There are 101 HBCUs across the country, and they enroll about one of every 10 black college students, said Johnny Taylor Jr., CEO and president of the Thurgood Marshall College Fund, which represents 47 HBCUs, most of them public. All of the schools were established before 1964 and most were created after the Civil War in former slave states.
Changes in federal grant and student loan programs in recent years and the significantly higher unemployment rate for African-Americans have combined to hurt many HBCUs, Mr. Taylor said. Five years ago there were 105 HBCUs; four have since lost accreditation and Mr. Taylor said he anticipates an additional 10 will close over the next decade.
In the last several months, a handful of HBCUs have received downgrades by credit agencies and several have negative outlooks, including stalwarts such as Morehouse College in Georgia, Florida Agricultural & Mechanical University, Alabama State University and Howard University in Washington, D.C.

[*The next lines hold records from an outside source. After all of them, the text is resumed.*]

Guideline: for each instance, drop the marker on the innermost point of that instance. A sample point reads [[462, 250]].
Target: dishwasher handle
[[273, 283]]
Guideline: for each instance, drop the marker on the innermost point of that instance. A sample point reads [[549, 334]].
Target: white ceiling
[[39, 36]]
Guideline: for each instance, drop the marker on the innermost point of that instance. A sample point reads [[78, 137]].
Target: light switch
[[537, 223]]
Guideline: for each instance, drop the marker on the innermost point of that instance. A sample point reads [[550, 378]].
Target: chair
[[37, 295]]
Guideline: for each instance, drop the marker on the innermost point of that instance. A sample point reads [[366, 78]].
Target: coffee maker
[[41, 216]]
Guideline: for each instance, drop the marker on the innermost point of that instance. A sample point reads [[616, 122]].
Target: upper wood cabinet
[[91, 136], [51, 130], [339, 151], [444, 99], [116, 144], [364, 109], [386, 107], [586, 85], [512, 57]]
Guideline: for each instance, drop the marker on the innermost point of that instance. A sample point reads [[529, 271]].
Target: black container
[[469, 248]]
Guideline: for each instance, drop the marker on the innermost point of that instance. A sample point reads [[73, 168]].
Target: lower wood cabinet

HBCUs have low graduation rates and high student loan default rates because many of their students come from low income households, said Marybeth Gasman, a professor at University of Pennsylvania, who has researched HBCUs.
The six-year graduation rate for African-American students at HBCUs is 37%, according to Ms. Gasman, slightly lower than the 39% for blacks at all schools.
In recent years, many HBCUs have struggled with enrollment and recruited heavily among Asians, Hispanics, international students and whites. Ms. Gasman said HBCUs are now 13% white, 3% Latino and 2% Asian.
“There is considerable research that shows that HBCUs provide an empowering environment free of White racism,” she said in an email. “This is very meaningful in today’s society.”
The survey questions are rooted in 30 years of Gallup research that shows people who feel happy and engaged in their jobs are the most productive. Previous reports from the poll, which is now in its second year, have shown that the relatively small group who report the most satisfaction with their lives didn’t disproportionately attend the prestigious schools that Americans have long believed provided a golden ticket to success. Instead, they forged meaningful connections with professors or mentors, and made significant investments in long-term academic projects and extracurricular activities.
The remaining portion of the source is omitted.